Güzel bir haber de kitapları çıkan arkadaşlarım ve onların
tanıtım-kutlama etkinlikleri. Bunlardan en sonuncusu için geçtiğimiz cumartesi (Nesrin İnankul'un yeni şiir kitabının tanıtım etkinliği için) Karşıyaka Ziya Gökalp Kültür Merkezindeydim. Veysel Çolak'ın yıllardır belediye bünyesinde gerçekleştirdiği şiir
atölyelerinin tatlı meyvelerinden biriydi bu. Metin Bey ve Nesrin Hanım için
arkadaşlarının düzenlediği bu samimi ve güzel etkinlikte, kitapların artısı ve
eksisiyle açık açık irdelenmesi ve eleştirilmesi çok hoşuma gitti doğrusu.
Nesrin Hanım'ın kitabı Gülyaşı'nı Cevdet Yüceer, Metin Soydeveli'ninkini MazharAlphan Bey irdelediler. (Bu arada en kısa sürede Mazhar Bey'in son kitabını okumak istiyorum. Mühür Kitaplığından)

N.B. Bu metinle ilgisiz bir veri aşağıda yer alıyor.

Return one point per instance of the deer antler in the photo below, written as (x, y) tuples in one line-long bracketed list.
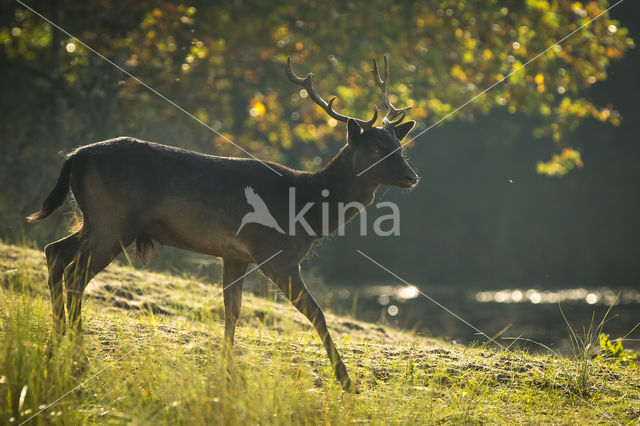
[(310, 86), (384, 85)]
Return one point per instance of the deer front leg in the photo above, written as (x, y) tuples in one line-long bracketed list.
[(290, 282), (232, 278)]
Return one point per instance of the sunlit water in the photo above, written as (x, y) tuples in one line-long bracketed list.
[(528, 314)]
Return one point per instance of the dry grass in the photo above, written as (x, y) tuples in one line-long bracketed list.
[(154, 365)]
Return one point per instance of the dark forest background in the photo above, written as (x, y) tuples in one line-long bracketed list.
[(536, 183)]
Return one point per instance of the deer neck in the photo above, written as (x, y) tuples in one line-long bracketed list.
[(343, 184)]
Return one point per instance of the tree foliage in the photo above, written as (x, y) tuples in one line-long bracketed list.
[(224, 63)]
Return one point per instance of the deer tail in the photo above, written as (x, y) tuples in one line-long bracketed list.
[(57, 195)]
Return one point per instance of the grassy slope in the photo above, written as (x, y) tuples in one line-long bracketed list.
[(157, 366)]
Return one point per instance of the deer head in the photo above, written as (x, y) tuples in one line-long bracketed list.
[(368, 143)]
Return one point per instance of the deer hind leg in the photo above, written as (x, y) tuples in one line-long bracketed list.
[(232, 278), (59, 254), (289, 281), (93, 256)]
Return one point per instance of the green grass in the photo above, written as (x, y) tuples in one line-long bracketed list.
[(143, 362)]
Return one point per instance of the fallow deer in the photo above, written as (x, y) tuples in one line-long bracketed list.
[(130, 190)]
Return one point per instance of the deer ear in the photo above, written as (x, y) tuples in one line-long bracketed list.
[(402, 130), (354, 131)]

Bu arada Nesrin Hanım'ın bu kitabının imge ağırlıklı ve daha
başarılı, duru,özgün şiirlerle dolu olduğunu söylemeden geçemeyeceğim.

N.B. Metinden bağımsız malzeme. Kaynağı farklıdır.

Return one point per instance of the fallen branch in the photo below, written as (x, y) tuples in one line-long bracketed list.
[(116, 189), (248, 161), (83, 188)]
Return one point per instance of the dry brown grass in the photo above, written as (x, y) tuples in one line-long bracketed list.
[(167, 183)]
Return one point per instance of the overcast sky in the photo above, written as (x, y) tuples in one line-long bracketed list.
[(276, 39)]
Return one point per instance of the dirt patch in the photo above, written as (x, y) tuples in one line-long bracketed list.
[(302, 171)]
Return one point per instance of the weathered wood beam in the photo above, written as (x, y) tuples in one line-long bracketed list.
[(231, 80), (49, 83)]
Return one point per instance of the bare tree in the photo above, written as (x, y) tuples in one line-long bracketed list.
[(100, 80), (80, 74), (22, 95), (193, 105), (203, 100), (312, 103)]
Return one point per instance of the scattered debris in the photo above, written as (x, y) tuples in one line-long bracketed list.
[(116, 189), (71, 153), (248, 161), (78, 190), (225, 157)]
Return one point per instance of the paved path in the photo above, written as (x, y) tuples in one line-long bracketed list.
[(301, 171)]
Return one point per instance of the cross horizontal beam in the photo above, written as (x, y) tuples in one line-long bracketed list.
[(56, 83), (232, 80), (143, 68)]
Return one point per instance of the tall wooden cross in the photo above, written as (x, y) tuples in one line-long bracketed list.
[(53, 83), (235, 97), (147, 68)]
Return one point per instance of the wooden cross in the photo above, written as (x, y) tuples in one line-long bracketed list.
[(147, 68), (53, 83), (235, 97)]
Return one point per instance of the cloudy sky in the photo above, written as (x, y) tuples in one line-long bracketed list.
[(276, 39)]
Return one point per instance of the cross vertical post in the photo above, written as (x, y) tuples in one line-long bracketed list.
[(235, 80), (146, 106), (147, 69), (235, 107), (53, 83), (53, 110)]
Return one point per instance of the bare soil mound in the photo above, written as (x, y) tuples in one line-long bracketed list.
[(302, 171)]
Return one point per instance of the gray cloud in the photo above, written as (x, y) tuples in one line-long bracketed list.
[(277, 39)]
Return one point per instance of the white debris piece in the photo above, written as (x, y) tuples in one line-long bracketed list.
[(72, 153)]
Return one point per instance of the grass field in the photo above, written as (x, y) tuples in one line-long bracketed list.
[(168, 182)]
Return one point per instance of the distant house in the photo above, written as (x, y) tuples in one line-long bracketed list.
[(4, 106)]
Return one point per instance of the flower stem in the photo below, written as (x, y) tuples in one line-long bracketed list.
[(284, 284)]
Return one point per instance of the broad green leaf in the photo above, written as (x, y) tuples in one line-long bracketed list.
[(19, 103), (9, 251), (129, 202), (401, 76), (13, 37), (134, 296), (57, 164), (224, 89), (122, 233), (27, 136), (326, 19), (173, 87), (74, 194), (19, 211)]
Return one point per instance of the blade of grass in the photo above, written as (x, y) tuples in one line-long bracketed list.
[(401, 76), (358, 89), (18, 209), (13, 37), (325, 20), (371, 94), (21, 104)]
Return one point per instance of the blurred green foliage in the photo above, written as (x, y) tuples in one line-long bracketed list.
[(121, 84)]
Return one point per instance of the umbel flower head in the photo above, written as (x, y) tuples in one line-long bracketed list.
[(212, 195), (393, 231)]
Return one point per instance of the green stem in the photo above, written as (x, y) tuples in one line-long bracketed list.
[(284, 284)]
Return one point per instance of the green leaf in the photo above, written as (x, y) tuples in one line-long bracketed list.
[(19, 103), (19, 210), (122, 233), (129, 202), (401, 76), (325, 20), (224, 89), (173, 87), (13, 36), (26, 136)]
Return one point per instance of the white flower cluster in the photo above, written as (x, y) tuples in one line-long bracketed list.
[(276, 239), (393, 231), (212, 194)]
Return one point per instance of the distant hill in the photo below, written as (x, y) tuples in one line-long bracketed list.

Yıllardır emek verdiği şiirde daha ileriye gideceği aşikâr. Onun gibi çalışkan
ve canayakın birisini tanıdığım için kendimi iyi hissediyorum J
Evet, bakalım başka ne havadisler verebilirim :p
ÇÖPÇATAN A.Ş
Aranıyor
Boylu-boslu, okur-yazar ve
dahi entelektüel
İngilizce,Fransızca ve Türkçe
bilir
Belki biraz çok bilir
Ama şaka kaldırır, nüktedan,
Mazbut,evine bağlanabilecek
Tabii ki Galatasaraylı,
Felsefe ve sinema düşkünü
Kadın kıymeti bilecek olan
Annesinin hazır ettiği tüm
çeyizlik borcamlarını kullanmış
Sarma ve mantı yapacak kadar
iyi aşçı ve eşini mutfağa sokmayacak kadar bunda iddialı (inanmayanlar için
yaptığı yemekler videosu gösterilebilir)
Edith Piaf,Türkan Şoray,Sofia
Loren... hayranı
Bir boğa erkeğine
26 yaşından gün almamış,
Kesinlikle entelektüel
Sıcakkanlı, kendiyle barışık
Tercihen Türkan Şoray
benzeri
İstanbul’da ikamet eden ya da
edebilecek olan
Helal süt emmiş bir hatun
kişi aramaktayız.
Lütfen ciddi olmayanlar bu
ilana başvurmasın :)
VİRGÜLSÜZLER SİZİ!
Son dönem okuduğum “yeni” metinlerde virgül kullanılmaması, benim buna
hayret edişim ve sonra kendimi yadırgayışım ve derken Cioran’ın o sözü : Bir virgül için ölünen dünya
düşlüyorum. ( Virgülsüz cümle mi olur len:p)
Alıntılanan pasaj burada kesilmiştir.